Argument Datatype Default
q string none
start integer 0
limit integer 10
sortby string 'score desc'
filter[fields][<fieldname>][] string none
filter[queries][] string none
facet[fields][<fieldname>][include] boolean false
facet[fields][<fieldname>][exclude_filter] boolean true
facet[fields][<fieldname>][start] integer 0
facet[fields][<fieldname>][limit] integer 10
facet[queries][] string none
weights[<fieldname>] float 1.0
boosts[fields][<fieldname>] float none
boosts[filters][<filterstring>] float none
boosts[functions][<functionstring>] float none
highlight[markup_items] boolean false
highlight[include_matches] boolean false

Response Object

  • hits - The total number of matched items
  • time - The amount of time it took to process the search request
  • request{} - The request parameters used by the server
    • q
    • start
    • limit
    • sortby
    • filter{}
      • fields{<fieldname>:<fieldvalues>[]}
      • queries[]
    • facet{}
      • fields{}
        • <fieldname>{}
          • include
          • start
          • limit
          • exclude_filter
      • queries[]
    • weights{<fieldname>:<weightvalue>}
    • boosts{}
      • fields{<fieldname>:<boostfactor>}
      • filters{<filterstring>:<boostfactor>}
      • functions{<functionstring>:<boostfactor>}
    • highlight{}
      • markup_items
      • include_matches
  • results[]{} - Sorted list of matched items and highlights
    • item{} - A matched item
    • score
  • facet_results{}
    • fields
      • <fieldname>{}
        • facets[]{}
          • value - The value of the facet
          • count - The number of matched items
    • queries{<queryvalue>:<querycount>}

Ranking Algorithm

ThriftDB lets you use field weights and numeric attributes to influence an item's match score. It also lets you boost by more complicated mathematical functions.

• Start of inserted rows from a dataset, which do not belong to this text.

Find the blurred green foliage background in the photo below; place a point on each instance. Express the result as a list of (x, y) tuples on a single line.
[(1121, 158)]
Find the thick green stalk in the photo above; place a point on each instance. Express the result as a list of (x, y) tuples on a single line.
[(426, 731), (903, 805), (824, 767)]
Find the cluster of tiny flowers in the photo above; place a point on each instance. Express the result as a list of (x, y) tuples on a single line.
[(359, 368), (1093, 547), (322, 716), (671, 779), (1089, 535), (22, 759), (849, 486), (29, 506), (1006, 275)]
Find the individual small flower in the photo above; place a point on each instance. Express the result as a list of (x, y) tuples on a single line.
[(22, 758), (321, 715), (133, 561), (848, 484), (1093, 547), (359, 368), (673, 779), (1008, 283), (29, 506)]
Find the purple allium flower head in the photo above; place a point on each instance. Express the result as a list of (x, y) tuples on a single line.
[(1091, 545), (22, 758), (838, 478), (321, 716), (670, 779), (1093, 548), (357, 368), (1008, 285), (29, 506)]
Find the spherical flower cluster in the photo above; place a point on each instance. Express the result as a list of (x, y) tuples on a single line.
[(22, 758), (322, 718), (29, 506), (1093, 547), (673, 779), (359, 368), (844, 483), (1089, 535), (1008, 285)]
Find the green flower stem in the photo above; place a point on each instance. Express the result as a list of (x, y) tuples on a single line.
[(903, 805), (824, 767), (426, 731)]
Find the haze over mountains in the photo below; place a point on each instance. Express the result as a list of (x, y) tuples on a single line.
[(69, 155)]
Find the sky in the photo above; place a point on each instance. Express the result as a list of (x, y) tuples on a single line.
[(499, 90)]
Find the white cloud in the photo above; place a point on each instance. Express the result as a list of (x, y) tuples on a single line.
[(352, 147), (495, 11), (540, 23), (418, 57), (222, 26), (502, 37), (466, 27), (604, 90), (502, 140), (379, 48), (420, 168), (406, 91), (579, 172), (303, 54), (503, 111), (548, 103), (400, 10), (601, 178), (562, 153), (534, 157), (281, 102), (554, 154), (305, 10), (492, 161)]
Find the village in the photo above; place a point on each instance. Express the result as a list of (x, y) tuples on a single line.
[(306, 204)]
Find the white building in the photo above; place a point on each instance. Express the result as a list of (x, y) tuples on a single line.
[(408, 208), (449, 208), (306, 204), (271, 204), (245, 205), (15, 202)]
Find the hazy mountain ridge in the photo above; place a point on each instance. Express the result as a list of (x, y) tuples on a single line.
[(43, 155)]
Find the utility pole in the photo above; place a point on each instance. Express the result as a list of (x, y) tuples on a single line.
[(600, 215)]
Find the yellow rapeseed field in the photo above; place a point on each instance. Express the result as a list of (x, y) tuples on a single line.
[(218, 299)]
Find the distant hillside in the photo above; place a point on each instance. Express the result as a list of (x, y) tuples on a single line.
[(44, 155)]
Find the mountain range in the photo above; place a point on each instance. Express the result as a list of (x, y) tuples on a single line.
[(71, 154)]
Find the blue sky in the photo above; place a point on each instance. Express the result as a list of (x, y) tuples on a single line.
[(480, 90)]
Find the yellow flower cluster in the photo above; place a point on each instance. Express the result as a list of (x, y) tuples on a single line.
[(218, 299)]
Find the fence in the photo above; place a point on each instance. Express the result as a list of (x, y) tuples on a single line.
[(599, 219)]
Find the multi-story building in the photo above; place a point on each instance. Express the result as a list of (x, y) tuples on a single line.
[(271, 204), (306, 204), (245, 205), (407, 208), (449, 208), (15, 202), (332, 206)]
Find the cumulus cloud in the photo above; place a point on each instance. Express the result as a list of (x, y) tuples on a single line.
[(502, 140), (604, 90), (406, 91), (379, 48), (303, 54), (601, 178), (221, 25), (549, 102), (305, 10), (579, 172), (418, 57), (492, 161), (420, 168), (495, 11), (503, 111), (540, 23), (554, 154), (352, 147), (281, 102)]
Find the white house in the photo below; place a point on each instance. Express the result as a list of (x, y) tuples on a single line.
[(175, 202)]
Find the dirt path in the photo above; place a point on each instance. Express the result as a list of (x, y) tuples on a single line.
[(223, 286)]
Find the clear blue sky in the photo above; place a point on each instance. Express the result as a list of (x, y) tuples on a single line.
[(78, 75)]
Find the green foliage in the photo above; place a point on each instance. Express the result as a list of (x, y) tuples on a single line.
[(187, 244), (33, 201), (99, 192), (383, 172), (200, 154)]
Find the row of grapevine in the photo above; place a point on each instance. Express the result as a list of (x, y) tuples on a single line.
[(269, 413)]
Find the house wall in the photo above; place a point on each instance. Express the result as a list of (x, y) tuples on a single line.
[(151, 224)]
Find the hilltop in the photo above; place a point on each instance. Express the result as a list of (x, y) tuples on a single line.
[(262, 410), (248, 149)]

The webapp at hnsearch.com uses this combination of field weights, field boosts, and the Hacker News hotness algorithm to rank results:

    "weights": {
        "title"   : 1.1,
        "text"    : 0.7,
	"url"     : 1.0,
	"domain"  : 2.0,
        "username": 0.1,
        "type"    : 0.0
    },
    "boosts": {
        "fields": {
            "points"      : 0.15,
            "num_comments": 0.15
        },
        "functions": {
	    "pow(2,div(div(ms(create_ts,NOW),3600000),72))": 200.0
	}
    }
  

Here's an example search url:

http://api.thriftdb.com/api.hnsearch.com/items/_search?q=facebook&weights[title]=1.1...

Developers are encouraged to use their own ranking algorithms to rank results. For a more thorough explanation of how match scores are calculated, developers can consult the Lucene scoring documentation.